I’m guessing Walsh doesn’t have libertarian tendencies, but for the purpose of this article I’m taking bodily autonomy to mean an aspect of libertarian self-ownership. While Walsh shoots from the hip, libertarianism has a foundation that disproves his argument.
Walsh believes that if bodily autonomy exists then anarchy will ensue. (As an individualist anarchist, I’m going to set aside the wonderful irony of this statement). What he most likely means, however, is that chaos and lawlessness will ensue because, he thinks, bodily autonomy provides the basis from which to murder each other.
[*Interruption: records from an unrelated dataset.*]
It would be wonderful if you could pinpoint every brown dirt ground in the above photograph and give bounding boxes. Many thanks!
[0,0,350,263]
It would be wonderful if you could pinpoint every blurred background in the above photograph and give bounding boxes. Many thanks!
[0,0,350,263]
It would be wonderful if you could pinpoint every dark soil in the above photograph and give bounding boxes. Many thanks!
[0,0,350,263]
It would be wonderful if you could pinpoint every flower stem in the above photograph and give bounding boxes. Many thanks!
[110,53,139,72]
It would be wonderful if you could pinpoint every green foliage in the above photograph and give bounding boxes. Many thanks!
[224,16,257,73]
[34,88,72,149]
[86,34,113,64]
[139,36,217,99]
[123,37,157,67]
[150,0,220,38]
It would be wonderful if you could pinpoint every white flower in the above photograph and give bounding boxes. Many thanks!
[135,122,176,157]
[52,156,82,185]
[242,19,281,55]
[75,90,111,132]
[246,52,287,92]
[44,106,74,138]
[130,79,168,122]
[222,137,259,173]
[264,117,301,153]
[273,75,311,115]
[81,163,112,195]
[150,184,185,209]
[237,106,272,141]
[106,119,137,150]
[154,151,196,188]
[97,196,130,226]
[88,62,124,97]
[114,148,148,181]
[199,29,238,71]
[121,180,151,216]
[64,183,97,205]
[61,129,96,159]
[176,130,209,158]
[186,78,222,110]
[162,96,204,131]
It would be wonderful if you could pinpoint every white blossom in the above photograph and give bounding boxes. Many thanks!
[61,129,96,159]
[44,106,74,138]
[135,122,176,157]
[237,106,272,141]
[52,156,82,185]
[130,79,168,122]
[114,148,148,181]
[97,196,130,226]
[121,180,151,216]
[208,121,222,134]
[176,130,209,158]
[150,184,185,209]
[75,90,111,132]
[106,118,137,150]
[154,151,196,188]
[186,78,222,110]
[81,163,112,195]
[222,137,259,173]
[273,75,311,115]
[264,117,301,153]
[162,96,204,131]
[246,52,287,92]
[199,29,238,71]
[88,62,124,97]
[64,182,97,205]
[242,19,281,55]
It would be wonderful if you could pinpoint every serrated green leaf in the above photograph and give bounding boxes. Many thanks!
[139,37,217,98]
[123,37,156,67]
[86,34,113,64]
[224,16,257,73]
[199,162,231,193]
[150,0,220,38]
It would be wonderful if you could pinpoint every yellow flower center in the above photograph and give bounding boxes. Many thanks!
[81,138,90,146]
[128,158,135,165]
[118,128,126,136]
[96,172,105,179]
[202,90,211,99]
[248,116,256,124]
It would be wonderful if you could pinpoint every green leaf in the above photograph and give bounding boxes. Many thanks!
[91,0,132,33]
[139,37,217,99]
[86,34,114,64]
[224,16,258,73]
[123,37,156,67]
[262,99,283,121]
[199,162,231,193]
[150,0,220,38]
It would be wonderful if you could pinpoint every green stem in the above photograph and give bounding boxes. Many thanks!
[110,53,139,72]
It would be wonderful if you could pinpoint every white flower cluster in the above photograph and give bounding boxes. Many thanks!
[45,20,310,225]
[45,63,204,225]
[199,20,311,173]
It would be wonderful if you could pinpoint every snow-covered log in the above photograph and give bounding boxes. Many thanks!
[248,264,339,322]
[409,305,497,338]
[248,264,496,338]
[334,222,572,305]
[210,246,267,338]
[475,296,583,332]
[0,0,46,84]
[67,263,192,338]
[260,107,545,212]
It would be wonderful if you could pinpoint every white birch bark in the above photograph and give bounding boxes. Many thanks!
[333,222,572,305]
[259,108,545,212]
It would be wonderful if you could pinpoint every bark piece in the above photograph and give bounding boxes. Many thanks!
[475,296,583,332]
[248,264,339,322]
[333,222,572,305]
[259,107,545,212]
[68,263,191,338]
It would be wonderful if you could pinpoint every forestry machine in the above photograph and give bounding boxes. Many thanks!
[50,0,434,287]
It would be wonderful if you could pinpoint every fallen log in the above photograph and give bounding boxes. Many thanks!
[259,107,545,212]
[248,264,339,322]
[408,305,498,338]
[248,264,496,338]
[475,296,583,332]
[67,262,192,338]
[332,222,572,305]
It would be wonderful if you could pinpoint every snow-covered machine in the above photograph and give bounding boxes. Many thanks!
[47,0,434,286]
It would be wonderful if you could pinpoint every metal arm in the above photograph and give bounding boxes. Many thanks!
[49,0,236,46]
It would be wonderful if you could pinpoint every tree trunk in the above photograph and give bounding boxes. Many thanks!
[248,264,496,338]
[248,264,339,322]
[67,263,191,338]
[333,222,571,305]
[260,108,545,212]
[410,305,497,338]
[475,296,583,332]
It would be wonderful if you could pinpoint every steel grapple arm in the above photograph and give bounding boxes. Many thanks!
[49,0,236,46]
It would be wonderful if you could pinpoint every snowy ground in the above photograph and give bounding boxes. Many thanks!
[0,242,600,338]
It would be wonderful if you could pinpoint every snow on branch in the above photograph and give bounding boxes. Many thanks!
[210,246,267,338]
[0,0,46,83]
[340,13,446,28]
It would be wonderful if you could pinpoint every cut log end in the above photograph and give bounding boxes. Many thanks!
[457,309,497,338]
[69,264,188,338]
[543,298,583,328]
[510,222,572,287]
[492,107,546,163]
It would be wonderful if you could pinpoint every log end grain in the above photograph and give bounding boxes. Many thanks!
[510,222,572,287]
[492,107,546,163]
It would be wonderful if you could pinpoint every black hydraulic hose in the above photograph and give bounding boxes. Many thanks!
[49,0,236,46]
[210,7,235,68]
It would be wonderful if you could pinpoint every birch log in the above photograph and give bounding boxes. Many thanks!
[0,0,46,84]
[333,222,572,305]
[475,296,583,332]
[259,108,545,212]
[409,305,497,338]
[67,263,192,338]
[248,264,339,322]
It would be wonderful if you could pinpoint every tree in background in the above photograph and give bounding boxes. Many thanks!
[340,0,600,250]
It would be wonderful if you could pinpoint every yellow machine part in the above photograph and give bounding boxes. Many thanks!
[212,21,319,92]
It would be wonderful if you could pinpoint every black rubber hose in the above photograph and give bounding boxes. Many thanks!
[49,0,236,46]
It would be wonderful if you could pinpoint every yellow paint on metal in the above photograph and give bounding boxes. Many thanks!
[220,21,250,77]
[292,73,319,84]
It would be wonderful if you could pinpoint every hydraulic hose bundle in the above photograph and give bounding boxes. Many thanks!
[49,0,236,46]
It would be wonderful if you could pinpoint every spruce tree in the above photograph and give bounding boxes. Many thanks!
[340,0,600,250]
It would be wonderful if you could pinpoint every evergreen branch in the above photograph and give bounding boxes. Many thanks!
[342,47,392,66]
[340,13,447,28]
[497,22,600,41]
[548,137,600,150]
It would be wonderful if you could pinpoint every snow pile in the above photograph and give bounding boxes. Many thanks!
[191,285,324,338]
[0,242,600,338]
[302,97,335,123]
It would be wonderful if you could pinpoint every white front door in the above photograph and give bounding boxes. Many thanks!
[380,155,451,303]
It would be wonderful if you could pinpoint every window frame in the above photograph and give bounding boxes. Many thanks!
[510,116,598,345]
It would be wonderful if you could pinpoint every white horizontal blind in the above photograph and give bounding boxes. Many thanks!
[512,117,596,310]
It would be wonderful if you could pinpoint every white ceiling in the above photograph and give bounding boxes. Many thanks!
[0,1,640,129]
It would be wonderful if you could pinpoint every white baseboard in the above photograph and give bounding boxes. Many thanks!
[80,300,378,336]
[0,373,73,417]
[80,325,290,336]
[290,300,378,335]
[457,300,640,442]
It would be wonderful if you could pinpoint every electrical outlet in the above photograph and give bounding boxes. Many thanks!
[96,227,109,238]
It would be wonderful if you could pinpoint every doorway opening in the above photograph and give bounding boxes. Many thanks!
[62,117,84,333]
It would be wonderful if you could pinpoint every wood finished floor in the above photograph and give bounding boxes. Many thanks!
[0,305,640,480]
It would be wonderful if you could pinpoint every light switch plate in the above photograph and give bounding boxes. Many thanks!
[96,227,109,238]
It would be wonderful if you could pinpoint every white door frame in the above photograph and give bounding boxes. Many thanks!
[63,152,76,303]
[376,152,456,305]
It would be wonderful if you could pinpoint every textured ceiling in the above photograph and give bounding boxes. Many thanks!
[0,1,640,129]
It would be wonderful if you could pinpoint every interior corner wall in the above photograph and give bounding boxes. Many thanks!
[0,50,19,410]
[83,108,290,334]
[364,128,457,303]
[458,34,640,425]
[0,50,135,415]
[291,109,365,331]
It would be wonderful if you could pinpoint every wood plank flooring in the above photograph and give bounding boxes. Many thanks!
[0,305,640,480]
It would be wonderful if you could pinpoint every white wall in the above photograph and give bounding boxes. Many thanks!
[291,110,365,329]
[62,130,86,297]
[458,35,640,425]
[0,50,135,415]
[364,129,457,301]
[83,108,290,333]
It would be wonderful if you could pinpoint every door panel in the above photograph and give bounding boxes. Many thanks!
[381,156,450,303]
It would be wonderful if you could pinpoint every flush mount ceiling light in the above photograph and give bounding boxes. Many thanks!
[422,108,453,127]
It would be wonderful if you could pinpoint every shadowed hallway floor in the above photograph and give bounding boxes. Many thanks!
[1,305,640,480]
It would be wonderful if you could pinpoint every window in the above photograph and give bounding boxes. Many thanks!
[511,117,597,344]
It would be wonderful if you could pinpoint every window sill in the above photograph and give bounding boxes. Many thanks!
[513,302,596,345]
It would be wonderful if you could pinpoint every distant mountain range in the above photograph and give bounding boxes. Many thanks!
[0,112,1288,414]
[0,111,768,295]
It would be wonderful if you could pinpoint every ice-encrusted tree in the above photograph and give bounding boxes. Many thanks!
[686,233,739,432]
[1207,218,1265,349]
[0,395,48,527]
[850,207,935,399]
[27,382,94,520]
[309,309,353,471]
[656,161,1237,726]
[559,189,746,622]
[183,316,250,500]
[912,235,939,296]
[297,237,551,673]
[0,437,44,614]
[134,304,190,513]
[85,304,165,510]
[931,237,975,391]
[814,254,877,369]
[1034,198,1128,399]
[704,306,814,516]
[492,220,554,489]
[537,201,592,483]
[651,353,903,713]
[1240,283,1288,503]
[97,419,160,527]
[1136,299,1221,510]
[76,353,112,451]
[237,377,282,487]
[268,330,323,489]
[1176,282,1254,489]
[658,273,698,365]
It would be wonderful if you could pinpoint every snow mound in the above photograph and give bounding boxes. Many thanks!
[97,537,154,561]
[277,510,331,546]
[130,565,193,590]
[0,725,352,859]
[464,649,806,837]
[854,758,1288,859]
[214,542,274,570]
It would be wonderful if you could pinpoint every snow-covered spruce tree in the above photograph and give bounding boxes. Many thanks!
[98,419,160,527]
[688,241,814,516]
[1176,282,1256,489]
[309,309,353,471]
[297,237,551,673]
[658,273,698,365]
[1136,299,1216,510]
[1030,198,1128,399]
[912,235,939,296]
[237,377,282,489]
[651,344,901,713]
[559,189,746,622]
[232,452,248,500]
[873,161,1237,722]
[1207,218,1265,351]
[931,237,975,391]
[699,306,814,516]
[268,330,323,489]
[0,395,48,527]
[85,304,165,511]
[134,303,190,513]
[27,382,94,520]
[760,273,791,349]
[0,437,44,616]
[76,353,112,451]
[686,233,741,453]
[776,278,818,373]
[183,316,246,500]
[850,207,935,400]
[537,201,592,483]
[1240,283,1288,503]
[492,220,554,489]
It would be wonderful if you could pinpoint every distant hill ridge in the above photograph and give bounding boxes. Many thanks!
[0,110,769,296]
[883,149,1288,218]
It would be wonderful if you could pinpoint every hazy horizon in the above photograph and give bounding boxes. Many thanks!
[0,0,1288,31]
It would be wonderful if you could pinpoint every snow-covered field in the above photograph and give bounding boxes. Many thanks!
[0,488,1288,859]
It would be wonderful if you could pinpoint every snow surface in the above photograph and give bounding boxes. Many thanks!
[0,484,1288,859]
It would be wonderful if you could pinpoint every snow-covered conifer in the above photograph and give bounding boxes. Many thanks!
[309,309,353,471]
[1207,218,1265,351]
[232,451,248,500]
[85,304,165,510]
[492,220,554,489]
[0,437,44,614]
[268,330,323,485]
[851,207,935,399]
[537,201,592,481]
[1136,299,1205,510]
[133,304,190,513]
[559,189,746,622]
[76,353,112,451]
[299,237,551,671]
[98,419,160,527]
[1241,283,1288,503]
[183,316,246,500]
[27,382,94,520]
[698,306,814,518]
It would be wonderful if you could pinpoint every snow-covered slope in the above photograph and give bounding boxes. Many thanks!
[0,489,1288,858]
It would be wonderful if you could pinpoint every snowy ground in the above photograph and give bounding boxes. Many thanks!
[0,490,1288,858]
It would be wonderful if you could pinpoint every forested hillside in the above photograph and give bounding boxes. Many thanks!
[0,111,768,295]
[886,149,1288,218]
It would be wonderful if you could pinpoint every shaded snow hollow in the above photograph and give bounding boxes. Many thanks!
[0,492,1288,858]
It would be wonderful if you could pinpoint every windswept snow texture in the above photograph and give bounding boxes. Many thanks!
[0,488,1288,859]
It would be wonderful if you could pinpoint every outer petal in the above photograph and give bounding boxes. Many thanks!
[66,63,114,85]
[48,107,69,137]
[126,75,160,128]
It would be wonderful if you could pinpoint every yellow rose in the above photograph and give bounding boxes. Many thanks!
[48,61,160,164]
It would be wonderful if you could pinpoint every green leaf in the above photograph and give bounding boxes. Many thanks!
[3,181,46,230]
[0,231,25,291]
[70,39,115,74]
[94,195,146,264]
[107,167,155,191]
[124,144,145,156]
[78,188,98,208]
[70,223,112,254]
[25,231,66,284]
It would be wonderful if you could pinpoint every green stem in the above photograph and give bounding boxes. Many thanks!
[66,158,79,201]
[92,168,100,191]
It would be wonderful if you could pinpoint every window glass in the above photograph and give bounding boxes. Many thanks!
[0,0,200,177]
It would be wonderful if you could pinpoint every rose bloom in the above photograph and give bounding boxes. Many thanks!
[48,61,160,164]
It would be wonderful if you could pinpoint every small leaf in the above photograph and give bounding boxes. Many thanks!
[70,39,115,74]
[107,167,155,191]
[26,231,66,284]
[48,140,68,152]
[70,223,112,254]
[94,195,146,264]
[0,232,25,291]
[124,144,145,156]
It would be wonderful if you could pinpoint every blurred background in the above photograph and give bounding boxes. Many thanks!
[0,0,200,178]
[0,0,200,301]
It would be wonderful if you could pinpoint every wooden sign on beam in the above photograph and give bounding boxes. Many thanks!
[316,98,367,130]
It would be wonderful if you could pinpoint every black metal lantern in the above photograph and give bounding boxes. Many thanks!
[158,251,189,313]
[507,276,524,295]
He begins his argument by immediately setting up a false dichotomy: bodily autonomy vs. personhood.
Bodily autonomy vs personhood
These two ideas are not mutually exclusive. It’s not an either/or situation. Humans are person’s withbodily autonomy. Bodily autonomy means that, because we own ourselves, no one has a right to violate our bodies. This entails freedom of movement, being secure in our persons, reproductive rights as far as choosing our sexual partners and efforts to prevent conception, the right to self-defense (of which, I hear, Walsh is a big fan), among many other things. Bodily autonomy is also what helps explain why sexual assault, rape, pedophilia, murder and a myriad of other things are criminal actions.
Whether pro-choicers use the concept of bodily autonomy correctly or not, at this stage, is beside the point. It is true, that the sharpest pro-abortion advocates believe a woman has a right to determine who has personhood, and that abortion is the means by which to exercise this alleged right.
Walsh is suggesting, however, that we either have bodily autonomy or we have personhood, and that personhood is somehow negated simply because the pro-choice understanding of bodily autonomy is overstated. But it’s not good enough for Walsh to simply distinguish between two persons who both have rights. Walsh takes it a step further and wants to “destroy” the concept of bodily autonomy entirely so that pro-choicers cannot use it as their “excuse” to murder.